Not really and here’s why:
- As I mentioned last week, nobody knows how efficient or inefficient markets are (due to the joint hypothesis problem, eloquently summarized here)
- Asking whether a market is efficient is often a proxy for asking whether one can outperform. However, the questions are different, as we’ll see below.
Last week’s post mentioned Eugene Fama, who won a Nobel prize for developing the Efficient Markets Hypothesis (EMH). However, Jack Bogle (who founded Vanguard) also has a hypothesis called the Costs Matter Hypothesis (CMH), which he introduced here in 2003. Consider the following, which both Fama and Bogle agree on:
- In any market, aggregate investor performance will equal the overall market performance minus costs. This statement holds whether a market is efficient or inefficient. Regardless of a market’s efficiency, investors as a whole will underperform because they bear costs. To outperform the market, you must beat the market by more than your costs.
- Since total investor performance is limited to market performance minus costs, any investor’s outperformance comes from another investor’s underperformance. So to beat the market, you must also beat other participants.

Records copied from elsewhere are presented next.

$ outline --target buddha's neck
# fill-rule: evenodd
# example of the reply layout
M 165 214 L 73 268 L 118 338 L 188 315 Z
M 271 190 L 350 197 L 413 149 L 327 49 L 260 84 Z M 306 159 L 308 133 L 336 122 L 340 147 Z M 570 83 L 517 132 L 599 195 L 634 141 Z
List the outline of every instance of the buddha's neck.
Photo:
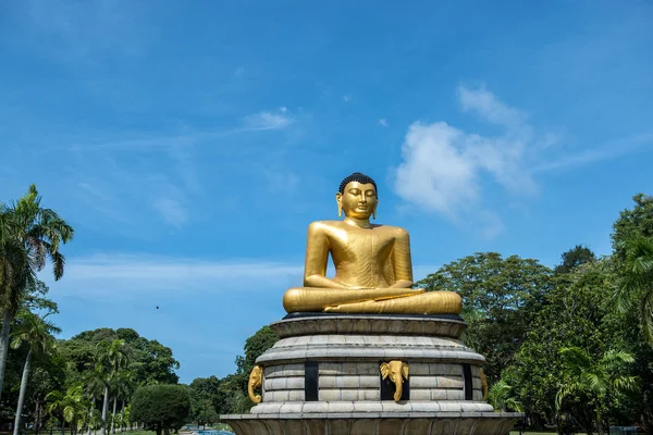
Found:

Thus, the important question for investors is not whether markets are efficient or not, but whether they can reliably and consistently beat both the market and other investors net-of-fees. If the answer is yes, investors might benefit from using active management. If the answer is no, it is likely better to use a lower-cost vehicle, such as an index fund.
Of course, there is more than one market. There are many asset classes and markets, so the question of whether you can beat the market or not must be asked over and over. Each market is unique and changes throughout different environments, so the question needs to be continually asked: is it possible for me to beat this market net-of-costs?